Zotero is a free, open source extension for the Firefox browser, that enables users to collect, manage, and cite research from all types of sources from the browser. It is partly a piece of reference management software, used to manage bibliographies and references when writing essays and articles. On many major research websites such as digital libraries, Google Scholar, Google Books, Amazon.com, and even Wikipedia, Zotero detects when a book, article, or other resource is being viewed and with a mouse click finds and saves the full reference information to a local file. If the source is an online article or web page, Zotero can optionally store a local copy of the source. Users can then add notes, tags, and their own metadata through the in-browser interface. Selections of the local reference library data can later be exported as formatted bibliographies.

The program is produced by the Center for History and New Media of George Mason University (GMU).

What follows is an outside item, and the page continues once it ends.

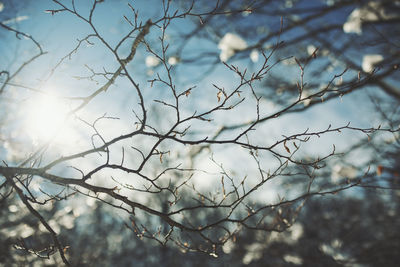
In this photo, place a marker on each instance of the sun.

It is open and extensible, allowing other users to contribute citation styles and site translators, and more generally for others who are building digital tools for researchers to expand the platform.[1] The name is loosely derived from an Albanian verb meaning "to master".[2]

It is aimed at replacing the more cumbersome traditional reference management software, originally designed to meet the demands of offline research.

The Commonwealth of Virginia has been sued by Thomson Reuters, who claim that Zotero's developers reverse-engineered EndNote and that Zotero hosts citation style language files that were converted from EndNote's proprietary style format, in violation of the EndNote EULA.[3]